Macsali menyampaikan bahwa tidak ada jawaban iilmiah yang bisa menjadi landasan mengapa ini terjadi.
Sebaliknya, masa krisis cenderung disertai dengan penurunan angka kelahiran.
"Menunda memiliki anak di masa krisis adalah hal yang biasa, jadi ini menyimpang dari polanya," jelas Macsali.
Pernyataannya itu merujuk pada laporan sebelumnya dari Amerika Serikat (AS) dan Eropa yang menunjukkan bahwa ketidakpastian ekonomi mempengaruhi angka kelahiran secara negatif.
Demografer Svenn-Erik Mamelund dari Oslo Metropolitan University menunjukkan kepada portal penelitian Forskning bahwa pada 1918, saat flu Spanyol yang mematikan itu melanda Norwegia, angka kelahiran pun turun sebesar 6,3 persen.
"Namun, ini tampaknya tidak mempengaruhi angka di Norwegia. Angka awal untuk seluruh dunia menunjukkan bahwa Denmark, Belanda, Hongaria dan Kroasia juga telah meningkatkan angka kelahiran dari musim dingin dan musim semi 2021. Namun, untuk sebagian besar negara Eropa lainnya, tidak ada perubahan atau penurunan," tegas Macsali.

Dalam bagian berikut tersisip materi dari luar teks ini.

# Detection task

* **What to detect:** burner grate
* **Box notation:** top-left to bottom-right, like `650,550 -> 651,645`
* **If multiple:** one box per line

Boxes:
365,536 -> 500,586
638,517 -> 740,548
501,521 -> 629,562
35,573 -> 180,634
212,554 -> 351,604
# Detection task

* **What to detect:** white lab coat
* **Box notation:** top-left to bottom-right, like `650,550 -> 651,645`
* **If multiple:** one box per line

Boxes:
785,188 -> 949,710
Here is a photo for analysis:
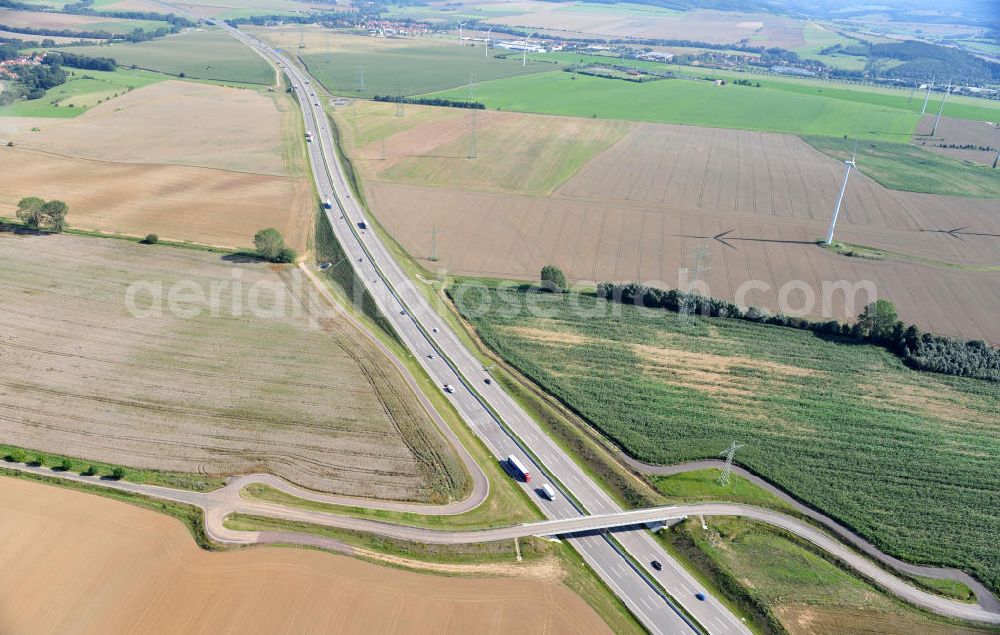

Sebelum mengalami ledakan kelahiran yang tidak terduga saat Covid-19, tingkat kesuburan Norwegia pun telah turun setiap tahun sejak 2009 silam, memecahkan beberapa rekor tahunan berturut-turut dan mencapai titik terendah sepanjang masa dengan hanya 1,48 anak per perempuan pada 2020, meskipun ada rekor jumlah aborsi yang rendah.
Di tengah tingkat kesuburan yang menurun, seperti rekan-rekan Nordiknya, Norwegia semakin kuat untuk menarik perhatian imigran dari negara-negara dekat dan jauh, sebagian untuk meringankan kesengsaraan demografisnya dan untuk memuaskan dahaga pasar akan tenaga kerja.
Saat ini, jumlah imigran mencapai 18,2 persen dari 5,3 juta penduduk Norwegia.